If you ask me, one of the best things about Christmas is waking up and watching the snow fall outside your window, lying warm in your bed, knowing that there's nothing you have to do all day. Nothing you can do all day, aside from watch movies and eat Chinese food. This year, I figured this would all be the same, only without the snow. It hadn't snowed all month.

But when I woke up, I lifted my head, looked out the window, and there it was. It didn't last long. The snowflakes drifted by just long enough to get me into the holiday spirit and into the kitchen. I turned on a Christmas playlist (quietly, since I had house guests) and danced around my pantry, surveying my breakfast options. Belgian waffles. A frittata. Maybe I'd make some poffertjes. I looked at my flours, then to my sugars, and then I reached for the olive oil. We'll have bagels for breakfast. I'm making ice cream.

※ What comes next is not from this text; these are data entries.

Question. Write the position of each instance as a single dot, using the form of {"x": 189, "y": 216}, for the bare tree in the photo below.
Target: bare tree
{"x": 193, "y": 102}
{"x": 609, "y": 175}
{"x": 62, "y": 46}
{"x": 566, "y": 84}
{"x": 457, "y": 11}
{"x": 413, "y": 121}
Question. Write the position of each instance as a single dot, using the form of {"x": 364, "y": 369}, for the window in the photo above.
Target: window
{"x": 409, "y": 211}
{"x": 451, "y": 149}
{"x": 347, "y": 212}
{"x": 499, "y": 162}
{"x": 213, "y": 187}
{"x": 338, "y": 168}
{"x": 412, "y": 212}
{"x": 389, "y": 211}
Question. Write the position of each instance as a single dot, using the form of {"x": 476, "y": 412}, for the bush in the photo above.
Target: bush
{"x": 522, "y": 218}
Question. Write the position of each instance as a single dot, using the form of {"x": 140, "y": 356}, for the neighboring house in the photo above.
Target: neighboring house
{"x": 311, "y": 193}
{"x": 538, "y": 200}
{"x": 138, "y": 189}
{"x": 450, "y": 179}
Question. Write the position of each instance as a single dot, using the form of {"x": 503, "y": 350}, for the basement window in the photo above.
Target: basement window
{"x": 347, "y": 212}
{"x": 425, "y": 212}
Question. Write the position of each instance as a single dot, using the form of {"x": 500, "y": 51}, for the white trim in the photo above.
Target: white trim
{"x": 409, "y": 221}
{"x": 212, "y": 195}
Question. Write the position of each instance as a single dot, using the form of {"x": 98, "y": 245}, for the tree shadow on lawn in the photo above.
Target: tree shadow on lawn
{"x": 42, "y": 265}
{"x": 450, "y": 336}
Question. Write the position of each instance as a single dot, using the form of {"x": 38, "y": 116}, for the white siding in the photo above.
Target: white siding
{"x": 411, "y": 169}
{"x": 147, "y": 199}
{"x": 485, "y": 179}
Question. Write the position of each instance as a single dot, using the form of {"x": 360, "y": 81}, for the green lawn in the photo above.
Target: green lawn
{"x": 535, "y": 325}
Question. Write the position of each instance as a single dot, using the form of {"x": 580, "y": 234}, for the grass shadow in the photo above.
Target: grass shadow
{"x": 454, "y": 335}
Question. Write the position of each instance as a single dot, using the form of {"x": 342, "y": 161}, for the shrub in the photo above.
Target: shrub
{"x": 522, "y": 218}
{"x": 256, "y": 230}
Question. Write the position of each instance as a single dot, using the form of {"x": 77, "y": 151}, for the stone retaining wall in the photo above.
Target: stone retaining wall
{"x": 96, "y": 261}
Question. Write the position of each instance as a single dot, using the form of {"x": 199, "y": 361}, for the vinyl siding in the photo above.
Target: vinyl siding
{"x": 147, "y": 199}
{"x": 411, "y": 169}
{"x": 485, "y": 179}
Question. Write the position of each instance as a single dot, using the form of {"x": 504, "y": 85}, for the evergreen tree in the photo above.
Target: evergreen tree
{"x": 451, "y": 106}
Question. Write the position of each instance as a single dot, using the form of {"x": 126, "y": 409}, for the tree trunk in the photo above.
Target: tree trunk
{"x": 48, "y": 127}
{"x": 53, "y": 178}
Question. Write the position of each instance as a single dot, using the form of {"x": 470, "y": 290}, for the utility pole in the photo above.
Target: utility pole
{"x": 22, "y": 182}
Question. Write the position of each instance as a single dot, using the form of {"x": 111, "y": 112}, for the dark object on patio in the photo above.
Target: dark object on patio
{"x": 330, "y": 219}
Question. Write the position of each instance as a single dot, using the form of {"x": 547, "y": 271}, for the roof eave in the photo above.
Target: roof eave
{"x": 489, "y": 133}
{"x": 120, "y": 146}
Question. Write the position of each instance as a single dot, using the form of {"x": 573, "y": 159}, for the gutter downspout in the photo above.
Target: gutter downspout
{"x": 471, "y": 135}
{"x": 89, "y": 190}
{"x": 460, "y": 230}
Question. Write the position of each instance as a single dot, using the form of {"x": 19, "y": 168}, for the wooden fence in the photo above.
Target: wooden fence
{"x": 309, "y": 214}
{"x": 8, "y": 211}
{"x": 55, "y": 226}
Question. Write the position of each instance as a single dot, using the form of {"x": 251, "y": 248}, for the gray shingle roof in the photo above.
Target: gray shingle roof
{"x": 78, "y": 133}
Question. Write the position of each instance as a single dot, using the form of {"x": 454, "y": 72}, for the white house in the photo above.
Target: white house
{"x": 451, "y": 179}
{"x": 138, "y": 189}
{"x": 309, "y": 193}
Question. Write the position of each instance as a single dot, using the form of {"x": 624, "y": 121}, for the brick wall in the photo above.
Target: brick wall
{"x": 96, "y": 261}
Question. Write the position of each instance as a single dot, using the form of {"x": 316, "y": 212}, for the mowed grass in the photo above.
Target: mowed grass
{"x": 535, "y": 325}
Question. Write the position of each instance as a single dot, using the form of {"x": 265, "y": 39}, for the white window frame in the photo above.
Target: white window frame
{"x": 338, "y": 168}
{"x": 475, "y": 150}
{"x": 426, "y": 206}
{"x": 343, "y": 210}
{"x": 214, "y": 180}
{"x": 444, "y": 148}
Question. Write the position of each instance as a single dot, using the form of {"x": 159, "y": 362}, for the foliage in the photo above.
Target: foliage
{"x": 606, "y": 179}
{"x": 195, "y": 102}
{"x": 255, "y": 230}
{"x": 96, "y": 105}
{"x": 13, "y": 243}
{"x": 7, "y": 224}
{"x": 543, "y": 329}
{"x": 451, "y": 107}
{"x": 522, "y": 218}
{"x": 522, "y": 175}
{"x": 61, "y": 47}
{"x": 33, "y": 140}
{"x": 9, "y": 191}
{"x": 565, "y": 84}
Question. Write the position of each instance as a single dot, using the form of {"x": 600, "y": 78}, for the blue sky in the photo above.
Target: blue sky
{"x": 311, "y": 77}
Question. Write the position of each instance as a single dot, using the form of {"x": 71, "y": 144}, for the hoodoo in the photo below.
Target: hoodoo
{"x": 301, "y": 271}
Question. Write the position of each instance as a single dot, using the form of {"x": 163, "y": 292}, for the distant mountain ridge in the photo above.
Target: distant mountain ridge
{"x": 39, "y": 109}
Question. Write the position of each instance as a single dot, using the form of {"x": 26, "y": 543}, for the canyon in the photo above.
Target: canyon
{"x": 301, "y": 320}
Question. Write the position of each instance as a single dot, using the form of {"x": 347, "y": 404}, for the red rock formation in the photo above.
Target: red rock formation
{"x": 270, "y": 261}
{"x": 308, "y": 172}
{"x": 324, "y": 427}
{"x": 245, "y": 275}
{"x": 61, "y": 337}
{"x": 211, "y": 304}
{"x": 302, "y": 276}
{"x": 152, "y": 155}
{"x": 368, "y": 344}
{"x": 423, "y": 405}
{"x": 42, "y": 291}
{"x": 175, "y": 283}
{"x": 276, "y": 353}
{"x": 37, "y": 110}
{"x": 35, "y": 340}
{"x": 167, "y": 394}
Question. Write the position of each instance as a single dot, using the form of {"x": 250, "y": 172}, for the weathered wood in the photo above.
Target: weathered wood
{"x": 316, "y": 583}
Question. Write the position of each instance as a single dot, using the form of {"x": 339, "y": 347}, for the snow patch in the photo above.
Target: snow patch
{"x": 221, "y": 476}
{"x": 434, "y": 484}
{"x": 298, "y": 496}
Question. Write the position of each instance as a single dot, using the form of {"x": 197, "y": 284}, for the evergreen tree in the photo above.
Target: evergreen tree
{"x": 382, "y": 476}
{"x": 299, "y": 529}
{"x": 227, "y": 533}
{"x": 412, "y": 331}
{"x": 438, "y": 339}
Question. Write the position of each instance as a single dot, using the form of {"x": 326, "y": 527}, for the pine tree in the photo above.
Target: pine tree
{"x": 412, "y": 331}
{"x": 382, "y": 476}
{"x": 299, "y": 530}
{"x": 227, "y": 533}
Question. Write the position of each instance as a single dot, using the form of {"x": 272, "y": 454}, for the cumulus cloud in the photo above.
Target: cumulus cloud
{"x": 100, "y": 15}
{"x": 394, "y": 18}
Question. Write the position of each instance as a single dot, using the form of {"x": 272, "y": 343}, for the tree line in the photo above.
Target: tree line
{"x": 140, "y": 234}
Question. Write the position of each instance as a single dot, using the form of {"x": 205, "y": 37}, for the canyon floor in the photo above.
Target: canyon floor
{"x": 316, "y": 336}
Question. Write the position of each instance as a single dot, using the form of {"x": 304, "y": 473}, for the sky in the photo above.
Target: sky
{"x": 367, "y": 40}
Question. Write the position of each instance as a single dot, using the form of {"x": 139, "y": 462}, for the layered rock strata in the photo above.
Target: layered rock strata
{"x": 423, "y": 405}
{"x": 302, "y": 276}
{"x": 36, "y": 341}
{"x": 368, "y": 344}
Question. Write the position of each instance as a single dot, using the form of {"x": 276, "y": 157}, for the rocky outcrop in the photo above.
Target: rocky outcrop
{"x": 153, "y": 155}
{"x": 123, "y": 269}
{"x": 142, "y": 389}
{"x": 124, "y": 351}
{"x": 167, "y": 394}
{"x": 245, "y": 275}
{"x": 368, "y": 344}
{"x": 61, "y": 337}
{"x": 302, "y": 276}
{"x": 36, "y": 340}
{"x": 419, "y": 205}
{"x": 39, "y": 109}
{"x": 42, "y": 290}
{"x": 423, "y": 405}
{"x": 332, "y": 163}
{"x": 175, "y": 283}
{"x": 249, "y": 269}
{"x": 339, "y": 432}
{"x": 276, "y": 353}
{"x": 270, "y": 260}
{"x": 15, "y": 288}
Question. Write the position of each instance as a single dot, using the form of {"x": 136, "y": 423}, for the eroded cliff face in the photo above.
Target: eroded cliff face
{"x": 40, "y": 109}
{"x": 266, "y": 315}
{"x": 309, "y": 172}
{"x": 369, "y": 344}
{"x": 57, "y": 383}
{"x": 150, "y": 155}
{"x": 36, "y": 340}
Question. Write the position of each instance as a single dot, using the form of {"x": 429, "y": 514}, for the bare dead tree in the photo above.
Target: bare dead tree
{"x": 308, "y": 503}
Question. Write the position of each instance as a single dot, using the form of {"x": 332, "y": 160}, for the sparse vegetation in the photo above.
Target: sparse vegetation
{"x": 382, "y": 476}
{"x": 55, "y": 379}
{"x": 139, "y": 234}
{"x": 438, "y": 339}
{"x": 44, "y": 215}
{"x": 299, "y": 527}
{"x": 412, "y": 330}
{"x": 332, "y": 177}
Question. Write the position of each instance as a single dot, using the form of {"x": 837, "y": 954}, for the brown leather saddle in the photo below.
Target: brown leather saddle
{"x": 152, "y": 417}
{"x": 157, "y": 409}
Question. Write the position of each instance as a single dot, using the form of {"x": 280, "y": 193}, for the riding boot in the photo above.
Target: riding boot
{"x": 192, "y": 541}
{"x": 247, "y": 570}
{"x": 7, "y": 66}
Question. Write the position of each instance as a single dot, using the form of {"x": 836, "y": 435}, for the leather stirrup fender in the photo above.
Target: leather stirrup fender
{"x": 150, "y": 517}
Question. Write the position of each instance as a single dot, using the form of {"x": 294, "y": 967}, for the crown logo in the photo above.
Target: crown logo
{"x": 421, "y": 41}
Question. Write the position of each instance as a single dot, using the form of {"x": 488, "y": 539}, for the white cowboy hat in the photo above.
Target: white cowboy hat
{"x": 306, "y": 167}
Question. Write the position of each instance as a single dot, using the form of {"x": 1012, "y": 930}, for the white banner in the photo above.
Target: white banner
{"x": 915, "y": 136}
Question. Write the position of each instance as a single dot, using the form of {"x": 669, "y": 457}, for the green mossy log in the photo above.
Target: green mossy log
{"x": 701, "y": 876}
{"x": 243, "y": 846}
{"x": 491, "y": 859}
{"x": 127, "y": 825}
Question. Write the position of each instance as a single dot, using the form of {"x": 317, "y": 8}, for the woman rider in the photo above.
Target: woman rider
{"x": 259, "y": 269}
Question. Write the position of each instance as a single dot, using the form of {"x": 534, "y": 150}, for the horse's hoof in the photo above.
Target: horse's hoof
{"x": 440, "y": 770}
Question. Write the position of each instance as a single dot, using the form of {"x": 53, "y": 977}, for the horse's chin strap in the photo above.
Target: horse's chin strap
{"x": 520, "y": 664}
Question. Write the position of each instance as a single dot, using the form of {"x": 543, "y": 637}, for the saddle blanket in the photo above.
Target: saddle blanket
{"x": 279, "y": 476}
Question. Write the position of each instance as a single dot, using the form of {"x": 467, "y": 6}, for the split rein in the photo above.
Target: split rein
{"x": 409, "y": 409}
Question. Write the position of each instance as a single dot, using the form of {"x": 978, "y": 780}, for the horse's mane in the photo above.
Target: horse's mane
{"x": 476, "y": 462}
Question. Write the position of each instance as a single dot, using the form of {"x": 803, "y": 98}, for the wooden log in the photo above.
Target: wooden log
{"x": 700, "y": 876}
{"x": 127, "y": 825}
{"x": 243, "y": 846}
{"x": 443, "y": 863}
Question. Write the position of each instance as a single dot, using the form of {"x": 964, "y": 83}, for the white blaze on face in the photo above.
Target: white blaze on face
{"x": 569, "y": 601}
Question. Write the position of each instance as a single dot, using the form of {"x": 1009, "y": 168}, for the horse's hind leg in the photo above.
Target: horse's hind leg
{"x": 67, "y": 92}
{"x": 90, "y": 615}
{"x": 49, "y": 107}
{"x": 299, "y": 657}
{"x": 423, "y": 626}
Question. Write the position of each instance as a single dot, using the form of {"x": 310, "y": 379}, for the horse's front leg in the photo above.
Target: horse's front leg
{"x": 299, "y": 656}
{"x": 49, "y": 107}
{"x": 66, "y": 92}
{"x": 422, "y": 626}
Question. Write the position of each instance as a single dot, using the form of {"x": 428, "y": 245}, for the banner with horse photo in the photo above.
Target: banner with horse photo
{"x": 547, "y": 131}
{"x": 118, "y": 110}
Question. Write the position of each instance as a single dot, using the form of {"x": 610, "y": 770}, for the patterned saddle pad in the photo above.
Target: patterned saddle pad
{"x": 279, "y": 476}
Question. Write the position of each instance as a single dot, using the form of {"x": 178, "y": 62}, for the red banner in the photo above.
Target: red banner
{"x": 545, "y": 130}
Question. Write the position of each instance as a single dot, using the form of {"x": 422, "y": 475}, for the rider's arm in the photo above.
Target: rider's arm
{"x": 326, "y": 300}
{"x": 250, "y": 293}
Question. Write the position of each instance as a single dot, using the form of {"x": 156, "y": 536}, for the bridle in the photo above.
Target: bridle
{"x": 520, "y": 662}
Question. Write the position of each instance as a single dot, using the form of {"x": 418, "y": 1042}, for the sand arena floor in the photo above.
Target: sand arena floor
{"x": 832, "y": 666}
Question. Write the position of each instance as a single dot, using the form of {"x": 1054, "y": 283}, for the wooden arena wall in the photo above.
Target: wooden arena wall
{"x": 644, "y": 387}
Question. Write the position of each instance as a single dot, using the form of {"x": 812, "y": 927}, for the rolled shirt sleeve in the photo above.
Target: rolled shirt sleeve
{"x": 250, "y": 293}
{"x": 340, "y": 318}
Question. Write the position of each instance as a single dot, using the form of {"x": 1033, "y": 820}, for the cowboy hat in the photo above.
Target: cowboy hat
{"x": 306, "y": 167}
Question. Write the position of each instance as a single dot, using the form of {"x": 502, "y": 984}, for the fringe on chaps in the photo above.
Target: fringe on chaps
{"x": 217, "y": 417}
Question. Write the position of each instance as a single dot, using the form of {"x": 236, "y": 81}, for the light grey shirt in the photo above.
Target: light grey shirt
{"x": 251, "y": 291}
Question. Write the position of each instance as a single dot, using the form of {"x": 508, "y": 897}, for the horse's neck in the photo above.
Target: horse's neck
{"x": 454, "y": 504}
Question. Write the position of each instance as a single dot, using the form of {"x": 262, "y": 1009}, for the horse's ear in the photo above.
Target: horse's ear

Olive oil ice cream. One of my house guests had requested it, and I'm glad she did. It has this creaminess that is so effortless and buttery. I hadn't made this flavor since July, and I was so excited about it that I started to sing "it's beginning to look a lot like ice cream" as it churned. Usually I'm alone when I change the words to make songs about ice cream, but this time I had friends around to point out what a big dork I am.

Lemon Olive Oil Ice Cream
Adapted from Jeni's Splendid Ice Cream.

There are lots of options with this ice cream. If you want a subtler lemon, you can leave out the lemon syrup. If you like poppyseeds, you can either mix them in at the end of churning or sprinkle them on top. Whatever you choose, use a high-quality olive oil, and the result will be delicious.

For lemon syrup:
1/4 cup lemon juice (1-2 lemons)
1 tablespoon sugar

For ice cream:
2 cups whole milk
1 tablespoon + 1 teaspoon cornstarch
3 tablespoons whipped cream cheese
1/4 teaspoon fine sea salt
1 cup heavy cream
2/3 cup sugar
2 tablespoons light corn syrup
zest of 1 lemon
1/4 cup olive oil
optional: 2 tablespoons poppyseeds

Before you make the base...
- Remove the zest of two lemons in large strips with a vegetable peeler. Set the zest aside. Then, combine the measured lemon juice and sugar in a small sauce pan. Bring it to a simmer over medium heat, stirring until all of the sugar is dissolved. Pour into a bowl and let it cool in the fridge.
- In a small bowl, mix the cornstarch with 2 tablespoons of milk into a slurry.
- Measure out the whipped cream cheese and sea salt into a medium bowl (if you don't have whipped cream cheese, you can whisk the two together).

Then...
- In a medium saucepan, combine the cream, sugar, corn syrup, lemon zest, and remaining milk and bring to a rolling boil over medium-high heat. While you're waiting for it to boil, fill a large bowl with ice and cold water and set it aside. Boil the mixture for four minutes, keeping an eye on it so it doesn't boil over. Remove from heat and slowly add the cornstarch slurry, whisking constantly.
- Bring the mixture back to a boil, stirring frequently, and boil for approximately one minute, or until it's slightly thickened. Remove from heat and gradually whisk the hot mixture into the cream cheese, starting with a very small amount to make sure the mixture is perfectly smooth. Add the olive oil and whisk until fully incorporated.
- Pour the mixture into a 1-gallon Ziploc freezer bag, and place the bag in the prepared ice bath until fully cooled. This usually takes about 30 minutes, and you'll need to add more ice as it melts. If you don't want to churn the ice cream right away, you can cool the mixture in the fridge overnight.

Finally...
- Discard the lemon zest and pour the mixture into your frozen canister (I do so by cutting a hole in the bottom corner of the bag). Add the lemon syrup and churn according to your ice cream maker's instructions. Optional: In the last minute of churning, add poppyseeds. 
- Pack the ice cream into a quart-sized or two pint-sized containers, press parchment paper on top, and seal the container with an airtight lid. After 4+ hours in the freezer, your ice cream will be ready to eat.